19th United States Maritime Administrator
- In office August 8, 2017 – January 11, 2021
- President: Donald Trump
- Preceded by: Chip Jaenichen
- Succeeded by: Ann C. Phillips

Personal details
- Born: Mark Howard Buzby October 6, 1956 (age 69) Atlantic City, New Jersey, U.S.
- Education: United States Merchant Marine Academy (BS) Naval War College (MS) Salve Regina University (MA)

Military service
- Allegiance: United States
- Branch/service: United States Navy
- Years of service: 1979–2013
- Rank: Rear Admiral
- Commands: Deputy director, expeditionary warfare, N85B, Office of the Chief of Naval Operations Commander, Joint Task Force Guantanamo (2007-03-29 — 2008-01-11) Deputy Director, U.S. Fleet Forces Command (2008-01-11 — unknown) Commander, Military Sealift Command (2009-10-16 — 2013-05-10)

= Mark H. Buzby =

American admiral (born 1956)

Mark Howard Buzby (born October 6, 1956) is a retired United States Navy rear admiral who served as the Administrator of the United States Maritime Administration.
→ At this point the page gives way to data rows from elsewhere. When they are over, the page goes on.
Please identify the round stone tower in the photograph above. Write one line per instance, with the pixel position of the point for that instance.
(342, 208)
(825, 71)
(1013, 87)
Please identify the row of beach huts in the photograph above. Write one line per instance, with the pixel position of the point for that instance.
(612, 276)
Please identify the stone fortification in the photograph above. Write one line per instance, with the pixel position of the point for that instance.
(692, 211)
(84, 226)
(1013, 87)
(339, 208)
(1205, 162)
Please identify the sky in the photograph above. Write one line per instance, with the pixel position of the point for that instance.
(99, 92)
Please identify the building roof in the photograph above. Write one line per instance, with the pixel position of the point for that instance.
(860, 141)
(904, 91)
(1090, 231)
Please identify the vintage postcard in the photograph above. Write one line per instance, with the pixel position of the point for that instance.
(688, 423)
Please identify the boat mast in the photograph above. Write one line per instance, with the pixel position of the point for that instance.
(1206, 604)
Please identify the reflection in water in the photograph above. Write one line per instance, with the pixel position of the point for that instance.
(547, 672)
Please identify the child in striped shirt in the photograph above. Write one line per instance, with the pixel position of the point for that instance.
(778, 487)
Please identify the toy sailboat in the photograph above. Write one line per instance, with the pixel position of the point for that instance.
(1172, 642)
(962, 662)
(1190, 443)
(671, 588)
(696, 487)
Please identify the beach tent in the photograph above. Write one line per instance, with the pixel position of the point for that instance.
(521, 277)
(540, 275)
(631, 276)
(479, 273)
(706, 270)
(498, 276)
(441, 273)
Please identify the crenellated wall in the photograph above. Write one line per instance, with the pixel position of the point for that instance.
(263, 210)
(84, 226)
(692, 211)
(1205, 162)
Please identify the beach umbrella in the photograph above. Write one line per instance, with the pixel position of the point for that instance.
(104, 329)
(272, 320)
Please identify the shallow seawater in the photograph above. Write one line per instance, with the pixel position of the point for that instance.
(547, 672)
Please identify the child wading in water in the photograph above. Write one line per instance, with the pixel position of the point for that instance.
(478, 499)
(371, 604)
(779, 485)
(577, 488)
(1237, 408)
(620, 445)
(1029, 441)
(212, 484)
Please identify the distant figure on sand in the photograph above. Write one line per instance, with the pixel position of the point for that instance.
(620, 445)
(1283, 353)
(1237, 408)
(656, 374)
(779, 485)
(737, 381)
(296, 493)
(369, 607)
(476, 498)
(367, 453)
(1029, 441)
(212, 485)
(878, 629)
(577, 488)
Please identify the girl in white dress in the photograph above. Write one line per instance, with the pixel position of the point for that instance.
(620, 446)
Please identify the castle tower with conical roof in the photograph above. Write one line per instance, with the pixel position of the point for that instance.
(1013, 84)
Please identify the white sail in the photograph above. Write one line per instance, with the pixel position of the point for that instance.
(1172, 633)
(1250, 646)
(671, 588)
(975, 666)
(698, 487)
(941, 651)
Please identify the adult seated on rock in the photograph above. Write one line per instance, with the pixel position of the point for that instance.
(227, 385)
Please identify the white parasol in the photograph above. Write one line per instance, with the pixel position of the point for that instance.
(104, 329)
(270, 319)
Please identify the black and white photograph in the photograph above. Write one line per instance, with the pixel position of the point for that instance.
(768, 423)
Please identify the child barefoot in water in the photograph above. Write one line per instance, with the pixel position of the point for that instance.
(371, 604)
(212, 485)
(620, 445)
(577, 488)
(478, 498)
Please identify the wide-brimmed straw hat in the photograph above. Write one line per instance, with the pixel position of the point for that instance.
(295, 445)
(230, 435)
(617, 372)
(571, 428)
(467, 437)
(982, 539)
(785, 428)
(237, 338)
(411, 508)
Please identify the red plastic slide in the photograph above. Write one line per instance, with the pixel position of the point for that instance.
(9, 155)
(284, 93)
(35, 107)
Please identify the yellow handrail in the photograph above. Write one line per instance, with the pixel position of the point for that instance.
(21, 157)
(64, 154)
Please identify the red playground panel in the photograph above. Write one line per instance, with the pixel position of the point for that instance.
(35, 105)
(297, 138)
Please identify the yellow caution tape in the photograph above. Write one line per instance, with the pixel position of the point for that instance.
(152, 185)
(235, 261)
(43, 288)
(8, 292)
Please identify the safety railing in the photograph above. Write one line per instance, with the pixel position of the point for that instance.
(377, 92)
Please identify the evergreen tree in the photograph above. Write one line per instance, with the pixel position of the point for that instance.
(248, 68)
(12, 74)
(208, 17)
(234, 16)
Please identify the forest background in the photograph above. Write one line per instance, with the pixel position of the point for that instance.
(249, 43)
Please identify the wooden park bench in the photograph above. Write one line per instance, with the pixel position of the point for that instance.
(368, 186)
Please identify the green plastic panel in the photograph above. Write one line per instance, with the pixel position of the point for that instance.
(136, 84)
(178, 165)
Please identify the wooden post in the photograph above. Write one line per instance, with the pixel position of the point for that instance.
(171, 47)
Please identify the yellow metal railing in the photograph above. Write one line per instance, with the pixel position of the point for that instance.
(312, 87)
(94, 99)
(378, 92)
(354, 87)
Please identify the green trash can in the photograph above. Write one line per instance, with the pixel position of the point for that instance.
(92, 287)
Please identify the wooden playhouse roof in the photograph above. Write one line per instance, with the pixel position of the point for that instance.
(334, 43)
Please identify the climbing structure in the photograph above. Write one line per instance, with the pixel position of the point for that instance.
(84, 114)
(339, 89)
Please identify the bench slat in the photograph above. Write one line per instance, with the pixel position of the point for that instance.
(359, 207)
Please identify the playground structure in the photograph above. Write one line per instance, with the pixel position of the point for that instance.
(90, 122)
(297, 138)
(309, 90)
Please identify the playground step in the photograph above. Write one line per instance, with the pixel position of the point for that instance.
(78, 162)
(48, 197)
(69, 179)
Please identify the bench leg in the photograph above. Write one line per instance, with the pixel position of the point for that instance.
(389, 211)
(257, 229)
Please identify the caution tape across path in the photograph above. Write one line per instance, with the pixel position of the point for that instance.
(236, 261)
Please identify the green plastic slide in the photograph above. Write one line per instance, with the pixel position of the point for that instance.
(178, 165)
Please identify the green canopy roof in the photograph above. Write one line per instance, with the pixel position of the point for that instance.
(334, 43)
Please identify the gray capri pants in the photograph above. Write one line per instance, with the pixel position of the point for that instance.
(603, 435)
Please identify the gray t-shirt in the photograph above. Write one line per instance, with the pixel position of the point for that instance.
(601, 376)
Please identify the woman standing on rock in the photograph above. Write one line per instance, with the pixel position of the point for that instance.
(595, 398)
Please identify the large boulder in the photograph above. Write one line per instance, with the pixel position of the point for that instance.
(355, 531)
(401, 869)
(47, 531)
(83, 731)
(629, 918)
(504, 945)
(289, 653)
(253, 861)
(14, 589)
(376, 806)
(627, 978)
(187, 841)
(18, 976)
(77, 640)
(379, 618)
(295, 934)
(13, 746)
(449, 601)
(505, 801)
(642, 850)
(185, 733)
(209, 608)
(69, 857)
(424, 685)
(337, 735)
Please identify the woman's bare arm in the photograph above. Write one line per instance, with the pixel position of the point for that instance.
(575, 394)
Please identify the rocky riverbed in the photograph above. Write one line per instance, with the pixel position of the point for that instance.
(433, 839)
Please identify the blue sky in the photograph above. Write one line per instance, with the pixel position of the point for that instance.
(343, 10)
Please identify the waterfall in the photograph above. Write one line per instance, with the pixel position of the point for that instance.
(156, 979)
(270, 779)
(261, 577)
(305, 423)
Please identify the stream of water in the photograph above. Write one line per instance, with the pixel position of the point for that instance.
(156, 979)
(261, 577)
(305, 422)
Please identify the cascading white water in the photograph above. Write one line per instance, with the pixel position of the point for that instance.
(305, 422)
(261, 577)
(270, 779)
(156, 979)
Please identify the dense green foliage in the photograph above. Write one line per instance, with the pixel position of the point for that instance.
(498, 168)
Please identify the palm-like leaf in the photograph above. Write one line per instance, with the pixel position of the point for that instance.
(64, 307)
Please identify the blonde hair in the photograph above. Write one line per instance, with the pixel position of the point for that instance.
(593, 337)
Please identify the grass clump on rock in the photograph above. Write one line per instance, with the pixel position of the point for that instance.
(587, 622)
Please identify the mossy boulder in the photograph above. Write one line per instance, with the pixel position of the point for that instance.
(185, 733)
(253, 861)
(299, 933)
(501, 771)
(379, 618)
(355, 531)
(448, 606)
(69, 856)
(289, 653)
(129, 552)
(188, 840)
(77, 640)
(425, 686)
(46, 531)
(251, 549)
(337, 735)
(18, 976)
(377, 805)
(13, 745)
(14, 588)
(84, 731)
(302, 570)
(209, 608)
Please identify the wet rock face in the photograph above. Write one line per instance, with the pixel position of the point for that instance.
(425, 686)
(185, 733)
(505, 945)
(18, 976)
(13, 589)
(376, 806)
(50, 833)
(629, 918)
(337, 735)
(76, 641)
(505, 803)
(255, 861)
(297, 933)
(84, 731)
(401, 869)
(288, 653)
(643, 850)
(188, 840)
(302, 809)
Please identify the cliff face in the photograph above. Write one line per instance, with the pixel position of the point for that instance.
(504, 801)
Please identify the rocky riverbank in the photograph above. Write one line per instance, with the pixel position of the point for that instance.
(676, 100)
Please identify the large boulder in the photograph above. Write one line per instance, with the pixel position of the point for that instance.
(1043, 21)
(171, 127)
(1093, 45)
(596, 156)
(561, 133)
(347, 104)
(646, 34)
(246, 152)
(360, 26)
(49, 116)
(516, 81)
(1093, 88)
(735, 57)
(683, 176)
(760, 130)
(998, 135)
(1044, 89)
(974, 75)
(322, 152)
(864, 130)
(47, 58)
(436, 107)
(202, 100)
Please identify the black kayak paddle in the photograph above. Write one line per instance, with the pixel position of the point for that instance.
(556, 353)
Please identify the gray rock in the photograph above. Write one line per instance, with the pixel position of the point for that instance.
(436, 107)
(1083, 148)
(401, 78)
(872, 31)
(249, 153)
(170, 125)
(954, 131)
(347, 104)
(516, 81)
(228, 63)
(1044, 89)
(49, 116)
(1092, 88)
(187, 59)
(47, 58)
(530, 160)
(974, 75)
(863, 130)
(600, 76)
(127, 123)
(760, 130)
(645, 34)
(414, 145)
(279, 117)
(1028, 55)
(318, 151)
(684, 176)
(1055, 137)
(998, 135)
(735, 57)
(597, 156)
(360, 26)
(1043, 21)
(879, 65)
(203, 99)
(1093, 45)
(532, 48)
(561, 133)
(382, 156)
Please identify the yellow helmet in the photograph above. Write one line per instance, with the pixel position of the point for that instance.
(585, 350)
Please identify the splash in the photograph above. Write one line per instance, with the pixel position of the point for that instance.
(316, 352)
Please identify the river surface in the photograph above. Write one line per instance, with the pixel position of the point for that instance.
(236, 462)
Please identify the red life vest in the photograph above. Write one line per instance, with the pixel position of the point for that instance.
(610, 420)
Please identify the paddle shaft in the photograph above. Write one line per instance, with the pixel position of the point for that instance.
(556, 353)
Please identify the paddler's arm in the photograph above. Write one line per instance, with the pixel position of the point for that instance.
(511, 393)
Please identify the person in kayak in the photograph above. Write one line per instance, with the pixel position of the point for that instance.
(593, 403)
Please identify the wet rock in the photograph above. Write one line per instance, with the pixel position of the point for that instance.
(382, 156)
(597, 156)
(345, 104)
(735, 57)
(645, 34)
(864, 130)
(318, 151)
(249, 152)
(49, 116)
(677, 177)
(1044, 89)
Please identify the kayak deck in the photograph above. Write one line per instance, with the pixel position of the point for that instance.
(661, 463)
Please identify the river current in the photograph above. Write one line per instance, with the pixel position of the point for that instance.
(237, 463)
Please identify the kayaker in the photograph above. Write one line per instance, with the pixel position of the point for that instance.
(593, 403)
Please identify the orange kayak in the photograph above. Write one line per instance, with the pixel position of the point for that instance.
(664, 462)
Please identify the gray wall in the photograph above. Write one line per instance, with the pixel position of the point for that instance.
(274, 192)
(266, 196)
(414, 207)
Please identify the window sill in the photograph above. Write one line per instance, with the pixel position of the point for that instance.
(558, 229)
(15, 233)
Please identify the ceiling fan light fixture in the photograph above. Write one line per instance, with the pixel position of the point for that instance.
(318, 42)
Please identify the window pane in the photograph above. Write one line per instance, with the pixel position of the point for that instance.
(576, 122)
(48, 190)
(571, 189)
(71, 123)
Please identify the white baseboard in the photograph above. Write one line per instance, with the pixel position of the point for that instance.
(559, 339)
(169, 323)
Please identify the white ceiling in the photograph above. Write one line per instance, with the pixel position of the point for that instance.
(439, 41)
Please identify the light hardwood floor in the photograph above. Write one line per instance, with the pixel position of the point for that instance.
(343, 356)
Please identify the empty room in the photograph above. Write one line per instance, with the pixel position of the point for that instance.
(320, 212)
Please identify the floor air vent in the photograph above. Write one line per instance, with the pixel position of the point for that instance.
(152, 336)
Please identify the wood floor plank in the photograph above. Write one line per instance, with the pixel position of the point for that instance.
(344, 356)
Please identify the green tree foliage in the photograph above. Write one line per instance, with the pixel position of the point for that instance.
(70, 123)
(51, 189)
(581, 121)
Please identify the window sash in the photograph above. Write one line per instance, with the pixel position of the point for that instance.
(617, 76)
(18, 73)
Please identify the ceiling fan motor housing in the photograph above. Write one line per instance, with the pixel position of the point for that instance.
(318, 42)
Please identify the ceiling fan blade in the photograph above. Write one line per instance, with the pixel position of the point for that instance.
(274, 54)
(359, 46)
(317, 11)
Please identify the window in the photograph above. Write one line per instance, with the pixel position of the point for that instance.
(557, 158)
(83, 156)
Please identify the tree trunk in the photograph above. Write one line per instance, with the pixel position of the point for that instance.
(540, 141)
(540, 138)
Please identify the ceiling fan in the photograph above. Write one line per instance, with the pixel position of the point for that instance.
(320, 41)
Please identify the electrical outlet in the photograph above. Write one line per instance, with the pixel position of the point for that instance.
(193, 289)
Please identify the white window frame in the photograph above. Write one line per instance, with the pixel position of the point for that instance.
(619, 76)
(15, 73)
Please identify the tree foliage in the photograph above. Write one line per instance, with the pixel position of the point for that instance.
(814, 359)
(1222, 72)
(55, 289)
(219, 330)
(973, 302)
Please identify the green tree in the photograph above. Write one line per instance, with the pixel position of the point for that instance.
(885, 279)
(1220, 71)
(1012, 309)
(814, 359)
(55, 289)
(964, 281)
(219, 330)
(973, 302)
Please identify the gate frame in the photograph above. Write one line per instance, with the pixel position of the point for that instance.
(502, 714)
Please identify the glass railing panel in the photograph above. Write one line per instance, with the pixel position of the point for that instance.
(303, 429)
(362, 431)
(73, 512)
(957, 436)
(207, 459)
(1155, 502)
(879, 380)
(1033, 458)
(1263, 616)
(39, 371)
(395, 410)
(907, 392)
He retired from the Navy in 2013 and joined Carnival Cruise Line's Safety & Reliability Review Board. Buzby was nominated to be MARAD Administrator in June 2017 by President Donald Trump, and confirmed to the position by the United States Senate on August 3, 2017. He resigned from the post on January 11, 2021, along with Secretary of Transportation Elaine Chao, to protest the 2021 United States Capitol attack.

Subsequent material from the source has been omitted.